One thing you need to know about getting around Porto is that it’s hilly. Fascinating and beautiful too, but be prepared for some steep slopes and steps. Maps don’t show where these sneaky inclines are so unless you’re very familiar with the city, your sightseeing route could easily involve an unanticipated workout.
That’s why it’s worth finding out the best ways to explore Porto, be that on foot, by public transport or using one of the myriad of Porto tours on offer.
Self-guided walking tour of Porto
Check out my self-guided Porto walking tour if you prefer to be independent and like walking. I’ve done my best to keep the hills to a minimum with this route, which is designed to take you to the must sees and some lesser known sights.
It’s flexible enough that you can take one or two days to complete the route so you can go at your own pace and choose your sights as you see fit.
If the mere thought of walking around Porto brings you out in a sweat, you’ll be relieved to hear that there are plenty of ways of getting around beyond taxis and public transport.
How to get around Porto using tours that include transport
Depending on how adventurous you’re feeling, there’s bound to be a tour that suits you. This carefully selected range of Porto tours ranges from totally relaxed to slightly exhilarating.
Save your legs and see the city’s highlights on a Porto Segway Tour. They’re really quite fun once you get the hang of them.
If that sounds a bit unnerving but you still don’t want to do much walking, you could opt for a minivan tour like this one: Full Day Minibus Tour With Wine Tasting, Lunch and River Cruise, which also takes you out to the beach at Foz.
Porto Magic Train Tour and Port Wine Cellars allows you to visit the old port wine cellars of Real Companhia Velha.
This version of the train tour includes the 6 bridges Douro River cruise.
There are a couple of hop on, hop off tour bus services, either of which make it easy to get around the main sights.
Don’t expect the ride of your life – the cable car journey from the top of the Dom Luis bridge down to the end of the Vila Nova de Gaia waterfront is short but gives you a different perspective of the city.
How to get around Porto by public transport
If you are staying in the very heart of Porto’s historical district and intend to focus on nearby sights, you may not need to use public transport so read this and think about what you want to see and do before buying any travel cards.
The metro system is clean, efficient and safe and is the easiest way to get from the airport to the city centre. Unfortunately, it isn’t much use in the hilly historical centre or for getting to Foz. Trams and buses are better for these.
Find maps and timetables for Porto’s Metro system on the website.
Use the Andante card or Porto Card (see below) to pay for metro journeys.
The Andante cards also work on the city’s bus service, which, along with the metro, is integrated with Google Maps so if you have internet, you can easily find out the best way to get around Porto by public transport. There’s free wifi onboard, too.
You can pay the driver if you haven’t managed to get an Andante card sorted out. It costs a bit more but for one or two trips, it could be worth it to save you the hassle of getting a card.

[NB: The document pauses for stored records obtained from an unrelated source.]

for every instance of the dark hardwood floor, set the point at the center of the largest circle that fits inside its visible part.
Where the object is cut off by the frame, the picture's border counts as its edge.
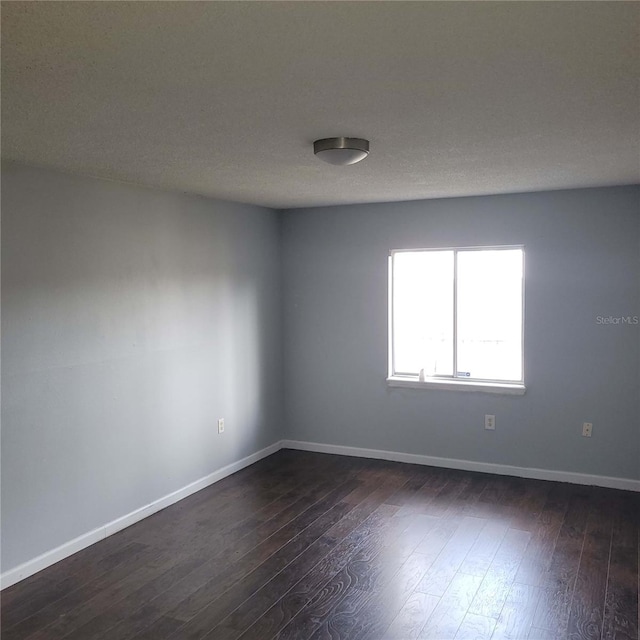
(311, 546)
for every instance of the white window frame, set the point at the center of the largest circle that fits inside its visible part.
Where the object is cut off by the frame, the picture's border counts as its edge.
(452, 382)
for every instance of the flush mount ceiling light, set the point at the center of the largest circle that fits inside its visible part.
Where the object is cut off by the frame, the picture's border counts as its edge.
(341, 151)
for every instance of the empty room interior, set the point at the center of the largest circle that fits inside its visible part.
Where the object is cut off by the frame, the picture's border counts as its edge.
(320, 320)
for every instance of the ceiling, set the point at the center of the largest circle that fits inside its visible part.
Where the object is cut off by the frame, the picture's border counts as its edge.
(226, 98)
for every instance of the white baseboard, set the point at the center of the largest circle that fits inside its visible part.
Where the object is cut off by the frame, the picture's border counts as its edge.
(77, 544)
(627, 484)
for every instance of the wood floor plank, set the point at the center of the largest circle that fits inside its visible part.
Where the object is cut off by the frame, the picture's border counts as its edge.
(586, 615)
(259, 590)
(475, 627)
(304, 545)
(622, 600)
(81, 621)
(364, 541)
(496, 583)
(453, 554)
(364, 569)
(448, 615)
(516, 617)
(411, 618)
(559, 580)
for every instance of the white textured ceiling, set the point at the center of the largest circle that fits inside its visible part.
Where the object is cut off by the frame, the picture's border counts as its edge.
(226, 98)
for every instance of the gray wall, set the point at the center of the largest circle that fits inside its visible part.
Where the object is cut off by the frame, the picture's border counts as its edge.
(582, 261)
(132, 320)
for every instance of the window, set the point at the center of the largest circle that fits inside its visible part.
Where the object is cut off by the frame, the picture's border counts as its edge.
(456, 318)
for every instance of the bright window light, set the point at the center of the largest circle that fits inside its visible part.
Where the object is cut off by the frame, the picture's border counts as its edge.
(457, 314)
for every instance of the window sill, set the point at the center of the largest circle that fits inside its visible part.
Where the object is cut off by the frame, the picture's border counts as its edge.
(459, 385)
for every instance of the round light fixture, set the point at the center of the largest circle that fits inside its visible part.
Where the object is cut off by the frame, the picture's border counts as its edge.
(341, 151)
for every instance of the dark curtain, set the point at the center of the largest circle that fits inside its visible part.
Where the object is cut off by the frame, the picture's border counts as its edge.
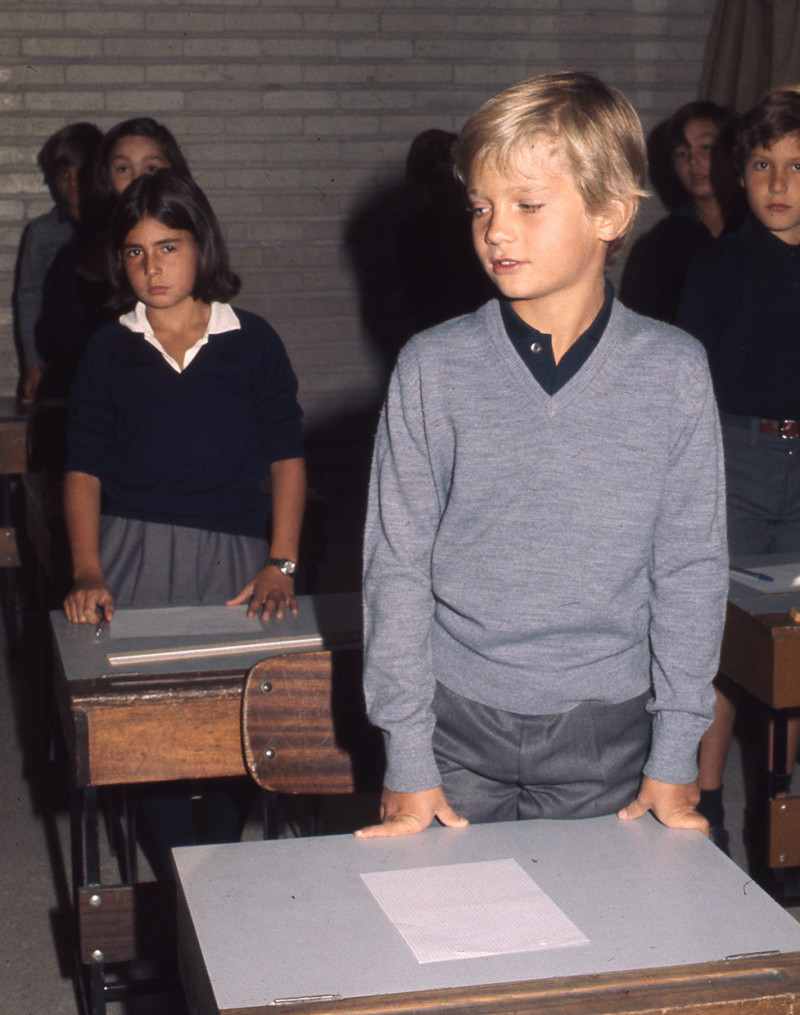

Paying for trips using the Andante card
The integrated payment system for Porto public transport is called Andante. You buy a card from a machine or ticket office which you then credit with journeys. To be honest, the system gets rather confusing because of the different zones in the Greater Porto area and the fact that you can’t change the zone until your card is ’empty’ of trips.

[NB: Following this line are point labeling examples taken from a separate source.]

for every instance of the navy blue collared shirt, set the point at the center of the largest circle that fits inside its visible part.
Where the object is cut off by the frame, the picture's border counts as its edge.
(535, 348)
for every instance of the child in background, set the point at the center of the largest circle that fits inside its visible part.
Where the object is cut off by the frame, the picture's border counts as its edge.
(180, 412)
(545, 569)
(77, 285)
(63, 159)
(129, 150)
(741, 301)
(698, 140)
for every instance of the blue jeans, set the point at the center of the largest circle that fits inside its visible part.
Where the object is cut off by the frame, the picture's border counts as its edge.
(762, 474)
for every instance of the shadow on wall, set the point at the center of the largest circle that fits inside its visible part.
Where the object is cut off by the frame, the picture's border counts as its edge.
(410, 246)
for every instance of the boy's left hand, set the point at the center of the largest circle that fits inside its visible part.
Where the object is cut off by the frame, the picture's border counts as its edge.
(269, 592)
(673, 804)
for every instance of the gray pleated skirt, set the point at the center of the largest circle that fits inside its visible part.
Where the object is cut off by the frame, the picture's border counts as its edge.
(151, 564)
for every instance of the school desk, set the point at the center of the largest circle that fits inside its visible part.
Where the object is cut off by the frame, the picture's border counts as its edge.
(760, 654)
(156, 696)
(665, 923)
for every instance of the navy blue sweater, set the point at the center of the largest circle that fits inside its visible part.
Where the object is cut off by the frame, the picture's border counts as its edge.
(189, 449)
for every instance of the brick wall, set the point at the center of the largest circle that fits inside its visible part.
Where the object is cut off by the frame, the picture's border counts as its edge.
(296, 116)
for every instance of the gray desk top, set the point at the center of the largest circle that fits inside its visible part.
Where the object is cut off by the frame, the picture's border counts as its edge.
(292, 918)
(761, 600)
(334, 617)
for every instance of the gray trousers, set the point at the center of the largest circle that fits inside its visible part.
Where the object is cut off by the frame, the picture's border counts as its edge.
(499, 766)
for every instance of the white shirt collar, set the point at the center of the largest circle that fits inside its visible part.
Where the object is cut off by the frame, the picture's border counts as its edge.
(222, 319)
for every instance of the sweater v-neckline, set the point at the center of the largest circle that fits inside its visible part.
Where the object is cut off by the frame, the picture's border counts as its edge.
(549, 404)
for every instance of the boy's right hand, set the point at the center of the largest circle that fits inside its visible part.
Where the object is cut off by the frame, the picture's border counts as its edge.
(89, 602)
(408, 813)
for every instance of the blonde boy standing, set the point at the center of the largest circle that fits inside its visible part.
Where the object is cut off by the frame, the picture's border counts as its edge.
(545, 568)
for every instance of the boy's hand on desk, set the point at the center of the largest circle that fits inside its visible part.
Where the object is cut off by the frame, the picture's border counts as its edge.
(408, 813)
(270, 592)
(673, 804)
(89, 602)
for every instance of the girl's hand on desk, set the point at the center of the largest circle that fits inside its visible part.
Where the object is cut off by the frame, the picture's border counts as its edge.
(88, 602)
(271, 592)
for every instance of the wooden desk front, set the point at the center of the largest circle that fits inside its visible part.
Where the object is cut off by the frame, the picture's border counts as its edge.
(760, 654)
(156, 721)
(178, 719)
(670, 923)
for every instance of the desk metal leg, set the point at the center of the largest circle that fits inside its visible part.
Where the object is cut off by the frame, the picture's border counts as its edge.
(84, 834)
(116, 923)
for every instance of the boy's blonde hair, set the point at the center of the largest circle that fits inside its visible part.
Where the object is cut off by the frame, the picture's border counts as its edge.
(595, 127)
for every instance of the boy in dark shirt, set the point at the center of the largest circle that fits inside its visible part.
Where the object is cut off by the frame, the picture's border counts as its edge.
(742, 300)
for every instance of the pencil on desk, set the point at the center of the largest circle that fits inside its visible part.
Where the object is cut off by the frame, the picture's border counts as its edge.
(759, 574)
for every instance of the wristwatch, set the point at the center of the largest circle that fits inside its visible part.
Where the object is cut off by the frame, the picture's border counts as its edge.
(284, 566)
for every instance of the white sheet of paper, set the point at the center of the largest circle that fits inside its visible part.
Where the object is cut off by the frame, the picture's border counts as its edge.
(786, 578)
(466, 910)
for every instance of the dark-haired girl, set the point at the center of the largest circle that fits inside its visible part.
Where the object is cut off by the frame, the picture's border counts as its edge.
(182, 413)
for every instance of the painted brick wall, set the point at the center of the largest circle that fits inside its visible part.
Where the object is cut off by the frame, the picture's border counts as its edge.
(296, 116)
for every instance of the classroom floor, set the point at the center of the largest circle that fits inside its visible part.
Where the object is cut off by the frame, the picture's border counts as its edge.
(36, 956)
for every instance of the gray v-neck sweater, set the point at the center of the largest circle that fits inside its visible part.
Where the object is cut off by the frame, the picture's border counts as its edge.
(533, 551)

So if you’re taking the metro from the airport into the city centre (an easy 30 minute journey), just buy one ticket for that journey. Once you’ve used that, if you want to use the same card for city centre journeys, it is available for use in different zones.
If you think you’ll be using the public transport system a lot, it may be easier to get either a 1 day or 3 day Andante Tour card or a Porto Card that gives you discounts on attractions as well as unlimited public transport.
Just don’t forget to validate your card by swiping it on the sensor before you travel.
Porto trams and funiculars
For the network of trams in Porto, you can pay on board (€3 per journey) or, if you are going to be using the trams a lot over 1 or 2 days, buy a 2-day tram ticket (€10) on board or from hotels, tourist kiosks or travel agencies. Find out more about tram tours of Porto.
Save your legs by taking the Guindais funicular uphill from the Ribeira river front to the city centre. It leaves from the base of the Dom Luis bridge and takes you to Batalha. The funicular is not part of the Andante system so check the metro website for funicular prices and timetable. Last time I used it the fare was €2.50 one way.
Porto by bike
Perhaps you have far more energy than me and are not phased by a little exercise. If the idea of exploring on two wheels appeals, there are a range of Porto bike tours to suit your availability and need for adventure.
If you’re quite confident about hiring a bike and doing your own thing, check out these bike rental options.
Driving in Porto
I really wouldn’t recommend driving in the city centre unless you’ve got GPS and don’t get phased by driving in strange cities. The number of one way streets and lack of helpful road signs make it quite stressful, I find.
Luckily, there are so many more entertaining options that you’re unlikely to need a car. If you do, there are plenty of taxis around if you need one and they don’t cost much. Uber works here too.